Though I did quite fear the rising inferno, I didn’t want to be stuck wherever we were. I might have been more concerned about staying in the last room of an inn than the fire itself. Suddenly I hear sirens and the shouting of police officers. Cars were then turning to the nearest exit, and at that moment, I realized that the roads had closed.
“Everyone turns to the exit on the right.” police officers directed firmly. “This road leads straight into the fire.”
Some drivers retaliated with yelling and shouting despite the direct order of the officers.
“BEEP, BEEP!” the amber alert wailed once again. It seems that the warnings were as clear as ever, and it appeared the alerts became louder and the fires seemed closer.
“SCREECH” a car squealed as it cut in front of us, almost hitting us.
My dad steered his wheel quickly towards the exit as more cars soon followed, bumping each other like a game of pinball. He then proceeded to park the car in a nearby gas station.

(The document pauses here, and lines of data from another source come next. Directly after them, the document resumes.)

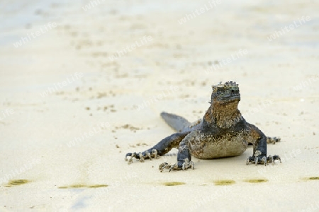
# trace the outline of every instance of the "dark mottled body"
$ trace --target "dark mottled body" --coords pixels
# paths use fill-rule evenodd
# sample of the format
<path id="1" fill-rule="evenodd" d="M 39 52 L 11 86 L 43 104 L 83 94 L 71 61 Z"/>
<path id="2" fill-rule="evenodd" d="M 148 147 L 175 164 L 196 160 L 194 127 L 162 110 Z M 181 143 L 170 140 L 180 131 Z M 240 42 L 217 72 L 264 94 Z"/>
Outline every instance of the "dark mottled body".
<path id="1" fill-rule="evenodd" d="M 257 127 L 247 123 L 237 109 L 240 100 L 239 88 L 235 83 L 214 86 L 211 106 L 202 119 L 191 124 L 181 117 L 162 112 L 162 118 L 179 132 L 143 153 L 128 153 L 126 156 L 140 158 L 148 155 L 151 158 L 155 152 L 162 155 L 172 148 L 177 148 L 177 163 L 173 166 L 163 163 L 160 169 L 181 170 L 189 167 L 189 163 L 185 163 L 191 161 L 191 155 L 201 159 L 237 156 L 245 152 L 248 143 L 252 143 L 253 155 L 247 159 L 247 164 L 250 162 L 274 164 L 274 160 L 280 158 L 267 157 L 267 143 L 279 141 L 280 139 L 266 137 Z"/>

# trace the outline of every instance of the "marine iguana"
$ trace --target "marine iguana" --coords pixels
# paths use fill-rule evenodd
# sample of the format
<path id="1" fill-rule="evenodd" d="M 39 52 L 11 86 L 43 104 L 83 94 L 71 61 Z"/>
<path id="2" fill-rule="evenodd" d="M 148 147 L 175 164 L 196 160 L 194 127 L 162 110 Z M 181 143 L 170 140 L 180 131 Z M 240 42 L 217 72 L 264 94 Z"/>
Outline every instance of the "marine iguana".
<path id="1" fill-rule="evenodd" d="M 279 137 L 267 137 L 254 125 L 246 122 L 242 116 L 237 105 L 240 101 L 238 84 L 229 81 L 221 82 L 213 86 L 210 107 L 203 119 L 189 122 L 186 119 L 167 112 L 161 116 L 165 122 L 177 132 L 166 137 L 152 148 L 142 152 L 127 153 L 125 160 L 133 163 L 132 158 L 157 158 L 172 148 L 178 148 L 177 163 L 160 165 L 161 172 L 164 168 L 180 170 L 194 168 L 191 155 L 200 159 L 213 159 L 240 155 L 252 144 L 252 156 L 247 159 L 246 164 L 254 163 L 267 165 L 268 163 L 274 165 L 279 155 L 267 156 L 267 143 L 275 143 Z"/>

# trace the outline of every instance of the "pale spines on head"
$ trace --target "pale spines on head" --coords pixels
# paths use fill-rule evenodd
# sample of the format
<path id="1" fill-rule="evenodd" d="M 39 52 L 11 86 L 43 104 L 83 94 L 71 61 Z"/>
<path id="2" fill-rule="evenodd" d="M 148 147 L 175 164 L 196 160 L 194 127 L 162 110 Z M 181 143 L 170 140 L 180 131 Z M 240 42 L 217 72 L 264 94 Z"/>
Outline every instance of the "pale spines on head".
<path id="1" fill-rule="evenodd" d="M 216 86 L 212 86 L 211 88 L 213 89 L 213 92 L 216 92 L 218 88 L 234 88 L 238 89 L 238 84 L 237 84 L 235 81 L 228 81 L 223 84 L 220 82 Z"/>

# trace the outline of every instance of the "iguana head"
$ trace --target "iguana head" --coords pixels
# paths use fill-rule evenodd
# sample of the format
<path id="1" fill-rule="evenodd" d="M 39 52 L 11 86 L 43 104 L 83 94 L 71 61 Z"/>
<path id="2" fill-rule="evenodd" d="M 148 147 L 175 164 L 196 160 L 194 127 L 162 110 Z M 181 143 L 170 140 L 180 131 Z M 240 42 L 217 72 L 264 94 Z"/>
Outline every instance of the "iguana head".
<path id="1" fill-rule="evenodd" d="M 213 86 L 212 88 L 211 102 L 225 104 L 240 101 L 240 93 L 236 82 L 229 81 L 223 84 L 220 82 L 218 85 Z"/>
<path id="2" fill-rule="evenodd" d="M 215 123 L 220 128 L 229 128 L 241 120 L 237 109 L 240 101 L 238 84 L 230 81 L 213 86 L 211 106 L 204 117 L 204 124 Z"/>

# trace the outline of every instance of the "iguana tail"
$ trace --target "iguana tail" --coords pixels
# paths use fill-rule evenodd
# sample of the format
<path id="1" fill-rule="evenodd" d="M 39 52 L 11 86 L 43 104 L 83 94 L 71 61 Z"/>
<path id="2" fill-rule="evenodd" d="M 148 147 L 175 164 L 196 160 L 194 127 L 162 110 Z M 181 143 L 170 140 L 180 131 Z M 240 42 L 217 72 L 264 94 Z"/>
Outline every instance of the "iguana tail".
<path id="1" fill-rule="evenodd" d="M 189 128 L 191 123 L 182 117 L 167 113 L 161 112 L 161 117 L 165 122 L 177 132 L 182 132 L 185 129 Z"/>

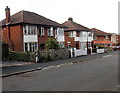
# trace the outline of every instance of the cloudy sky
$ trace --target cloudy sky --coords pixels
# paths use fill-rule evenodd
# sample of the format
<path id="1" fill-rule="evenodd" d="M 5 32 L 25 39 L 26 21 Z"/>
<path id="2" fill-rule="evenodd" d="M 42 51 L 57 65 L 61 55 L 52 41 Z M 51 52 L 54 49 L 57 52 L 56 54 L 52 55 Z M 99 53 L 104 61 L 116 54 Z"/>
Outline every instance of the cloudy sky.
<path id="1" fill-rule="evenodd" d="M 119 0 L 2 0 L 0 20 L 5 18 L 5 7 L 9 6 L 11 15 L 27 10 L 63 23 L 73 20 L 88 28 L 118 33 Z"/>

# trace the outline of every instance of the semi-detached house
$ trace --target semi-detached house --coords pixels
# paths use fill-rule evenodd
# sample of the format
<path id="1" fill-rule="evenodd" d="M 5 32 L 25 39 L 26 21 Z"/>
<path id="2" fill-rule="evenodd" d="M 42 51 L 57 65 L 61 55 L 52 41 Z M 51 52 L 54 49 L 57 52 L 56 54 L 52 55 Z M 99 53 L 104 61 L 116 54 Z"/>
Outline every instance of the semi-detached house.
<path id="1" fill-rule="evenodd" d="M 2 40 L 13 51 L 35 51 L 44 49 L 48 38 L 56 38 L 64 47 L 65 26 L 39 14 L 20 11 L 10 16 L 10 8 L 5 9 L 6 18 L 2 20 Z"/>
<path id="2" fill-rule="evenodd" d="M 93 32 L 83 25 L 73 21 L 70 17 L 63 23 L 65 28 L 65 47 L 75 50 L 75 56 L 92 53 Z"/>

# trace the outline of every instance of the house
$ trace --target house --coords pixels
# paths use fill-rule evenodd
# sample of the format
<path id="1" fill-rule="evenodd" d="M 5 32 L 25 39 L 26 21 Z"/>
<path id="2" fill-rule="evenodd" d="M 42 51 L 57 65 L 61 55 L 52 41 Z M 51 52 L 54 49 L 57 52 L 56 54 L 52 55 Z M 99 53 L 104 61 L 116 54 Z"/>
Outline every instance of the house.
<path id="1" fill-rule="evenodd" d="M 35 51 L 44 49 L 48 38 L 56 38 L 64 47 L 65 26 L 29 11 L 20 11 L 10 16 L 10 8 L 5 9 L 6 18 L 2 20 L 2 41 L 12 51 Z"/>
<path id="2" fill-rule="evenodd" d="M 89 28 L 73 21 L 70 17 L 62 25 L 65 28 L 65 47 L 76 50 L 76 55 L 86 55 L 92 50 L 93 32 Z M 90 50 L 89 50 L 90 49 Z"/>
<path id="3" fill-rule="evenodd" d="M 112 36 L 111 33 L 106 33 L 104 31 L 101 31 L 99 29 L 96 28 L 92 28 L 91 31 L 94 32 L 94 47 L 100 45 L 100 46 L 113 46 L 115 45 L 115 40 L 114 40 L 114 36 Z"/>

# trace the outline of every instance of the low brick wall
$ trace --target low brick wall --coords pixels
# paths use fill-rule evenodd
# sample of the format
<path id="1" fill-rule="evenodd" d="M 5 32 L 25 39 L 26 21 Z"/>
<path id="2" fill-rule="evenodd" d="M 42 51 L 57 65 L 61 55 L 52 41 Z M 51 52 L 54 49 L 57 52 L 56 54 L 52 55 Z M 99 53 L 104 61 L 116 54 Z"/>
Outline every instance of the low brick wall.
<path id="1" fill-rule="evenodd" d="M 50 59 L 51 60 L 58 60 L 69 58 L 69 50 L 68 49 L 51 49 L 50 50 Z"/>

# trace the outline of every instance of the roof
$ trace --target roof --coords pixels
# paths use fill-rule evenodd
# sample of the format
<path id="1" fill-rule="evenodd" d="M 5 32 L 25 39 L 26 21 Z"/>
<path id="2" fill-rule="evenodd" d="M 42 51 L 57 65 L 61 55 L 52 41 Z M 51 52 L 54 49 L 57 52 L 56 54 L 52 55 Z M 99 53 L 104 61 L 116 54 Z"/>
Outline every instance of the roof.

“I think we should stay at a hotel.” my brother proposed.
I gagged at the thought of staying in a random motel inn at a gas station stop.
“That’s probably the best option,” my mom responded as she started scrolling through hotel rooms on her phone.
Looking at her screen, hotel rooms started to book in seconds in the area where we were. The big red words of Sold Out started to pop up on the Expedia website simultaneously.
After my mom had scrolled through almost every hotel near us, we could get one room with ONE queen-sized bed an hour away from where we were.
“Maybe when we get there, we can ask the front desk to switch to a different room with two beds.” my dad suggested.
After getting there, I could spot one family sleeping in the car parked at an IHOP next to our hotel.
Confronting the front desk in hopes of switching rooms, we were met with these exact words from the stern-looking older woman behind the counter.
“Ma’m, you just took the last room.”
“Thank god we were prepared and acted fast,” I thought to myself in relief.
My dad slept on the couch, while everyone else squeezed onto the bed horizontally (I slept on the very end). I could have kissed the floor of the Marriott Courtyard hotel. I couldn’t imagine sleeping in the parking lot of an IHOP.